There were two ways to interpret the recent Taiwan election. One was as a victory for stability, because the ruling Nationalist Party (KMT) candidate for governor of Taiwan beat the pro-independence candidate handily. The other was as a provocative slap at the local establishment and at Communist China, because the independence candidate won for mayor of Taipei, the capital city, with 44 percent in a three-way race.
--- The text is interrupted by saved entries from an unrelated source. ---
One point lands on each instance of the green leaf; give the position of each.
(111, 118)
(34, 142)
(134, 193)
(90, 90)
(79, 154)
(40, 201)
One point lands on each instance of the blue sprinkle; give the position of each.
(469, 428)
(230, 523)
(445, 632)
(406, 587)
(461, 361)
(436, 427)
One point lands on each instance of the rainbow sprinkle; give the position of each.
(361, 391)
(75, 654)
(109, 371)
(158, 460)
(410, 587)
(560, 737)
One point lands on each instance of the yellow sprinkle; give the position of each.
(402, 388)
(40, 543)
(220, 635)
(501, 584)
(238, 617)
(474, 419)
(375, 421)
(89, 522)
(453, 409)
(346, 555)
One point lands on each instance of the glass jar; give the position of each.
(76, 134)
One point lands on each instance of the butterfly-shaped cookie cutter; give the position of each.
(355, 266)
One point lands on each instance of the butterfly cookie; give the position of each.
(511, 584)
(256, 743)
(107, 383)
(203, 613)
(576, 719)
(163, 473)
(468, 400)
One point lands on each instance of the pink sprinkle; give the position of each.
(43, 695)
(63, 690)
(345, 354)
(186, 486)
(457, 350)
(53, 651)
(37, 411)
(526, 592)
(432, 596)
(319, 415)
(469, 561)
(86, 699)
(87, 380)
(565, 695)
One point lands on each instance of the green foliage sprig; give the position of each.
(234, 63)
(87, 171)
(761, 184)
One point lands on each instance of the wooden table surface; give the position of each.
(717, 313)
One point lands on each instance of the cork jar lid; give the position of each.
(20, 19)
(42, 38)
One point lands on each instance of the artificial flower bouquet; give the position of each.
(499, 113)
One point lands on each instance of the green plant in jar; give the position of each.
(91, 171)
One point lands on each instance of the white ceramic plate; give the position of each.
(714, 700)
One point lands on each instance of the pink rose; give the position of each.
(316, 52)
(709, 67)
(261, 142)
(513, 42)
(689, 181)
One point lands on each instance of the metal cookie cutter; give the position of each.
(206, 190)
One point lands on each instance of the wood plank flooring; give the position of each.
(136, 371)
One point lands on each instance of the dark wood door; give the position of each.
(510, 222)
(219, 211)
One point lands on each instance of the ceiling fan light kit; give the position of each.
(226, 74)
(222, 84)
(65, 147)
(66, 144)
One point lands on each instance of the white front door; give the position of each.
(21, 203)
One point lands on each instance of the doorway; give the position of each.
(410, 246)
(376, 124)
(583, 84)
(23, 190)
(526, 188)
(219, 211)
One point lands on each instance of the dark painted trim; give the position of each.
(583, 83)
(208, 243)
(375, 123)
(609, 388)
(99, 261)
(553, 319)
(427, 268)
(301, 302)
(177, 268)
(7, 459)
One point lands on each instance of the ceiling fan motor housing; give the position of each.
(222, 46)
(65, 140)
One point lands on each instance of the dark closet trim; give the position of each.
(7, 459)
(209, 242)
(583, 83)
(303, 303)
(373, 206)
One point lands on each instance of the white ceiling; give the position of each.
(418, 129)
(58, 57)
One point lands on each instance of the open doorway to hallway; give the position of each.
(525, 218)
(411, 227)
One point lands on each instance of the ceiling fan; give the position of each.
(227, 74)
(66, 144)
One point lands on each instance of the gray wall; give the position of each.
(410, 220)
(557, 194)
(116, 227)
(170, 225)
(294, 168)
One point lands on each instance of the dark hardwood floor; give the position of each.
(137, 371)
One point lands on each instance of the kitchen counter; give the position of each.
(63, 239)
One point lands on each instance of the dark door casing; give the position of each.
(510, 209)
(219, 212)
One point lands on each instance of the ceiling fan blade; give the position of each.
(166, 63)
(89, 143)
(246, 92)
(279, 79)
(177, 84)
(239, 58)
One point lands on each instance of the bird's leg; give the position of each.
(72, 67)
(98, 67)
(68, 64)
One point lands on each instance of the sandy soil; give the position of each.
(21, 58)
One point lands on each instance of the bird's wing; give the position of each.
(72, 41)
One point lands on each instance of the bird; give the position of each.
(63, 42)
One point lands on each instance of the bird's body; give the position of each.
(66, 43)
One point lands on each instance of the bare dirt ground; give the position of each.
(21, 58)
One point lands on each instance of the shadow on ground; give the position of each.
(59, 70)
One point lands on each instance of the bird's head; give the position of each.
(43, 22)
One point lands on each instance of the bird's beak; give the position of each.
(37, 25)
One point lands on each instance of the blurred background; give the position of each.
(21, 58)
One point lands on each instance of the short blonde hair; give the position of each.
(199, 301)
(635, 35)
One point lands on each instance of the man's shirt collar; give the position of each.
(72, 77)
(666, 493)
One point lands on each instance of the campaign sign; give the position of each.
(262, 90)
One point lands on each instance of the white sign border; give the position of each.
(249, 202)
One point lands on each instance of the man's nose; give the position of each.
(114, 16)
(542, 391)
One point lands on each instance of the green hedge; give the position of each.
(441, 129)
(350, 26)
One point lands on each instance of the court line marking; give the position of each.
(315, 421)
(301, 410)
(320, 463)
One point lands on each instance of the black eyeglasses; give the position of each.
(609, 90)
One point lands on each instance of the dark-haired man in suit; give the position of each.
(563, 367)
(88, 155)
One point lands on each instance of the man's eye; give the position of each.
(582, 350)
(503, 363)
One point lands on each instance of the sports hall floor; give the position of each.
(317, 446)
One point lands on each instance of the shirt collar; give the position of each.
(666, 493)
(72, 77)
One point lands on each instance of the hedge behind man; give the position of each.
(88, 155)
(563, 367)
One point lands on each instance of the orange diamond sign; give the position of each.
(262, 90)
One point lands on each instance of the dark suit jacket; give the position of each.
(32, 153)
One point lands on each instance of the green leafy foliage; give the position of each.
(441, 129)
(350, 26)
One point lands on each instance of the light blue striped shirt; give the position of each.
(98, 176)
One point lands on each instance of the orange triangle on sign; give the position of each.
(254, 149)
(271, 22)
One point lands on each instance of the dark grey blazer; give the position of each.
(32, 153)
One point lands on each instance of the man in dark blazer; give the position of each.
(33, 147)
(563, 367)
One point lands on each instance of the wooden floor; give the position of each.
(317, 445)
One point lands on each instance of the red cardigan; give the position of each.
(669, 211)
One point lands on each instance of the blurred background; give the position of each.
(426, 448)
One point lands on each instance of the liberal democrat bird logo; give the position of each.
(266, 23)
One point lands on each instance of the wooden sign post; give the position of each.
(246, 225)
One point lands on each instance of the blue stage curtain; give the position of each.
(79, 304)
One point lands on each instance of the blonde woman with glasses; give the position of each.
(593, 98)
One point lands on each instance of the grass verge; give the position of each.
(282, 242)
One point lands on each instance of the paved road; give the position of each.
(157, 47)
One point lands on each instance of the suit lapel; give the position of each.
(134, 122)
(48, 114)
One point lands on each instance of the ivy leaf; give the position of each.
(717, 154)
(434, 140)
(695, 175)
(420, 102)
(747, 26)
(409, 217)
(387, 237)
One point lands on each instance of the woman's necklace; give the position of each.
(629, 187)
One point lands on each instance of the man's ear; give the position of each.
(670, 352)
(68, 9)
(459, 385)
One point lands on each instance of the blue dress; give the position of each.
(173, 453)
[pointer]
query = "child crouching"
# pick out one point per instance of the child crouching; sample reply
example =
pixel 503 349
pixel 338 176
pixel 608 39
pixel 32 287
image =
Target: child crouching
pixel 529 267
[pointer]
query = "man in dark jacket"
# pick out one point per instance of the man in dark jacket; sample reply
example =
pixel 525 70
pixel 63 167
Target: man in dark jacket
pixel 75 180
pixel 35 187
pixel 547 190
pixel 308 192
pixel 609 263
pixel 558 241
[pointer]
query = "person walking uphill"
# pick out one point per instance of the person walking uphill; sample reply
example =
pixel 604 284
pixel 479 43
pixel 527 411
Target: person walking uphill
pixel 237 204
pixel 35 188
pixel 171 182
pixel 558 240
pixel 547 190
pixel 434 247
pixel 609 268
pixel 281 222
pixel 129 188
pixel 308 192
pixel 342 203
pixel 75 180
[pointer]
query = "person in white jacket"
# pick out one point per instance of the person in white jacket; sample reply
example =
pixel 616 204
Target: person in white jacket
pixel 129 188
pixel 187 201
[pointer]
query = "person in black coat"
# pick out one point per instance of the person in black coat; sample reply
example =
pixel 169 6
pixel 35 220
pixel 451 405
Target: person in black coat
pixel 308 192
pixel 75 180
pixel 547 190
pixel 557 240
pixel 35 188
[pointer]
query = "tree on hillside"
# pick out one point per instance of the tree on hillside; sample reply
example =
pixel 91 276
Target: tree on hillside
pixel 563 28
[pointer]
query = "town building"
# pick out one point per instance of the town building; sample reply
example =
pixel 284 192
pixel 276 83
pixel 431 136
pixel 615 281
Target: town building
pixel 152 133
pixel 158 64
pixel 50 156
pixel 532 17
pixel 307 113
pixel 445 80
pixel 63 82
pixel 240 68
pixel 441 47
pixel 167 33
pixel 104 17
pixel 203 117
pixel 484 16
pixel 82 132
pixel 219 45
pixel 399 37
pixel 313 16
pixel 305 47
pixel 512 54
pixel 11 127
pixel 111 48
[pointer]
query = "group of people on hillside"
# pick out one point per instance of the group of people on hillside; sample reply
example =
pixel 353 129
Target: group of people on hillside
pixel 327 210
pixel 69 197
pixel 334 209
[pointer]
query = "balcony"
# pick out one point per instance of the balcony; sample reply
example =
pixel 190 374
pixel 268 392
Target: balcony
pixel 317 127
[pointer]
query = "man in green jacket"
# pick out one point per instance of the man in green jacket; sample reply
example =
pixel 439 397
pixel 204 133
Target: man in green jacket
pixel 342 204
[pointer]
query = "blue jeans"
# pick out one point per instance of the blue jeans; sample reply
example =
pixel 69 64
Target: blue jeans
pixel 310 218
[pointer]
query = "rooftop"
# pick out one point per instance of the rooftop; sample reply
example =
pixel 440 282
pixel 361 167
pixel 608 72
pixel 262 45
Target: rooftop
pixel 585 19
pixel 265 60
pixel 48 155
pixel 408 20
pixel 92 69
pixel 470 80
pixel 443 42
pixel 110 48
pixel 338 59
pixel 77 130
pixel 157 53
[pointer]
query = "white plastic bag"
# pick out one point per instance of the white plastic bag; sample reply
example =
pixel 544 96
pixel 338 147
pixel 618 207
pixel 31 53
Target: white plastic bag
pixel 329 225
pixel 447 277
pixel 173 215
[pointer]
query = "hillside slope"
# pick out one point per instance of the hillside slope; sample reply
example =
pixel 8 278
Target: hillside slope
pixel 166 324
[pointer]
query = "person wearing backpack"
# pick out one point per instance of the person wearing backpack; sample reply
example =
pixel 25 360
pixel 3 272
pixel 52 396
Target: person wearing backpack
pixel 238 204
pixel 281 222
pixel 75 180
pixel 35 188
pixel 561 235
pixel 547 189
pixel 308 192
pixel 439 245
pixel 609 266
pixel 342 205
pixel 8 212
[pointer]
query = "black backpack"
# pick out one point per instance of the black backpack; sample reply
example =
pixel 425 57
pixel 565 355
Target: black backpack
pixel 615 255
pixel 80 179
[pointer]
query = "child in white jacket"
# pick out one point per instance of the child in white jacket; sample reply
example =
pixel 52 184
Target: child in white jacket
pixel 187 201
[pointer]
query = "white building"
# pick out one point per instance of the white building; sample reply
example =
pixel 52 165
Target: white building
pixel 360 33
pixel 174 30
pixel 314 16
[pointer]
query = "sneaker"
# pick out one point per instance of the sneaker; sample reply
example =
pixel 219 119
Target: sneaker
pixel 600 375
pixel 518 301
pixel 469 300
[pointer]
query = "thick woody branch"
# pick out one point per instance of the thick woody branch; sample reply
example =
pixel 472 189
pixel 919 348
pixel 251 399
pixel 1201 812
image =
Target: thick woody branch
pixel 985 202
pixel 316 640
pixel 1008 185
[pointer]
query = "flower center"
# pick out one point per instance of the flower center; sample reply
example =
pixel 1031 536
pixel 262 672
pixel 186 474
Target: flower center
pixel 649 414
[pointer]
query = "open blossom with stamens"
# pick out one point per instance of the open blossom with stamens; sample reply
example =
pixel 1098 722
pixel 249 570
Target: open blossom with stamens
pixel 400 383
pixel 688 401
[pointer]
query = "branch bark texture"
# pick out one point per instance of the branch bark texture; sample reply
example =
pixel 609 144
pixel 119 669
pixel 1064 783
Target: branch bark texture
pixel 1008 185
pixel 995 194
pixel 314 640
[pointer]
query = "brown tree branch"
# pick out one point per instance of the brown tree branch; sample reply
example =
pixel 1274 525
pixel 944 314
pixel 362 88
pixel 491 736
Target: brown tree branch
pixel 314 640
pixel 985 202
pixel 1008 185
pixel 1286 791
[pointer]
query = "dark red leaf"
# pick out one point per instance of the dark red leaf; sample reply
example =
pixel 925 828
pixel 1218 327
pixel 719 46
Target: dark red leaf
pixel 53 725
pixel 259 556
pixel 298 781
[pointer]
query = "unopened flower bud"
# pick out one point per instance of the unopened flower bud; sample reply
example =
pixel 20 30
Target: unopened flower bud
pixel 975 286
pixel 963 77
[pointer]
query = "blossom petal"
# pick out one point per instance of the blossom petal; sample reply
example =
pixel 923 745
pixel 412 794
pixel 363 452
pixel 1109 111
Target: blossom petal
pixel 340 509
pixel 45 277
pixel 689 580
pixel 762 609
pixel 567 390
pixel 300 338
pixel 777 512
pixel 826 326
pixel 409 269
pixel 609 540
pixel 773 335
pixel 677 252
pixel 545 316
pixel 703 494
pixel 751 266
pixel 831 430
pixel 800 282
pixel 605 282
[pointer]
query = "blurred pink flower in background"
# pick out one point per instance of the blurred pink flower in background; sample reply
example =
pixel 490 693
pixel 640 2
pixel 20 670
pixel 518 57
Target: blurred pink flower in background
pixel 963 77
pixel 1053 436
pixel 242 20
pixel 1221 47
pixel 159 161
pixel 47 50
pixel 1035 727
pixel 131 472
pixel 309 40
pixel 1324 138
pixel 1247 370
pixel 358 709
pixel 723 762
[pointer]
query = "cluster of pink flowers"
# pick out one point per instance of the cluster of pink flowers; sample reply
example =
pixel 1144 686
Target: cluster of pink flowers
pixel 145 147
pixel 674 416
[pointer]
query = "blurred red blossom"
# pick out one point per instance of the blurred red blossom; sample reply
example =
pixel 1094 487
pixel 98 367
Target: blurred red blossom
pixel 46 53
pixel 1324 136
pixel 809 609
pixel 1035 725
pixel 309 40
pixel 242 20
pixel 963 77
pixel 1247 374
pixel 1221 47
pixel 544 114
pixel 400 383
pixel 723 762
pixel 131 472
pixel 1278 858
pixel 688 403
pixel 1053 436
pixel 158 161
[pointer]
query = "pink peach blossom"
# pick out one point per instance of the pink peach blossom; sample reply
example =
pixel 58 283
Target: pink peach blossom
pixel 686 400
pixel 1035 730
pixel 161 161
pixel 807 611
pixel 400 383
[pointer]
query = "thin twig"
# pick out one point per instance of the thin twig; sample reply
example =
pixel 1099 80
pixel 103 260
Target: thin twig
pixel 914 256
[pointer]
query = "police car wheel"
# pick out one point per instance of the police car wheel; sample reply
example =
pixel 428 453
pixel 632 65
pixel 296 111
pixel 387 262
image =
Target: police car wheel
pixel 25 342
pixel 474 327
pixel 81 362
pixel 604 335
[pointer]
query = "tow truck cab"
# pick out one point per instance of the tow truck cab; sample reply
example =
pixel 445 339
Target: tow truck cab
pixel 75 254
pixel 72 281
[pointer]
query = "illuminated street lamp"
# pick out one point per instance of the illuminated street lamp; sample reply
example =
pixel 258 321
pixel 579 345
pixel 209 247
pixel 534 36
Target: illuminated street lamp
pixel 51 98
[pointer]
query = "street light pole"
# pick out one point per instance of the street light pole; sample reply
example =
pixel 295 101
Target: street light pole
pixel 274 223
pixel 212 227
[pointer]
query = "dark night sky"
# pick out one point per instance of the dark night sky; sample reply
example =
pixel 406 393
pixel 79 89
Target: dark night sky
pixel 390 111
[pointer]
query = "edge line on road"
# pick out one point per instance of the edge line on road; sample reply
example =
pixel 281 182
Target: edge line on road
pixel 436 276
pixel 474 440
The Taipei stock market chose the first interpretation. It surged. Clearly, Taiwanese capitalists believe their boat is not rocked. They remain confident the fiction that Taiwan is not a country will let it go on being the one with the largest foreign currency reserves, the 14th largest economy and the most impressive transition to democracy in Asia, with only 21 million people. This tiger will not roar, out of respect for the dragon.

Immediately after the election came the visit of U.S. Transportation Secretary Federico Pena, the first U.S. cabinet officer to visit Taiwan since Jimmy Carter de-recognized it in 1979 as the price for relations with China. President Clinton is wisely expanding the Taiwan relationship incrementally.

The Pena visit is a small victory for President Lee Teng-hui's policy of sovereignty by stealth. In theory, he agrees with Deng Xiaoping in Beijing that there is only one China and pretends to be president of it. Since the Republic of China government purports to govern all China, its governor of Taiwan governs everywhere the president does. This was the first free gubernatorial election since martial law ended in 1989, and paves the way for a free presidential election in 1996.

The Democratic Progressive Party (DDP), which seeks independence, did not win the loyalties of the 85 percent of the electorate who speak Taiwan dialect. They returned the governor, James C. Y. Soong, who cannot speak Taiwan dialect and represents the ruling Chinese who arrived only after the collapse of Nationalist China in 1949. But the DDP success in Taipei gives it an important platform for 1996. The issue of Taiwan's eventual fate is kept open. The Communists are not given assurance of eventual reunification, yet are not provoked with repudiation of it.

In fact, there are two Chinas, while both agree there is only one. They profit from closer relations and increasingly need each other. The election on Taiwan did not change that, but did rub in the truism that if you believe in free elections, you have to accept the results.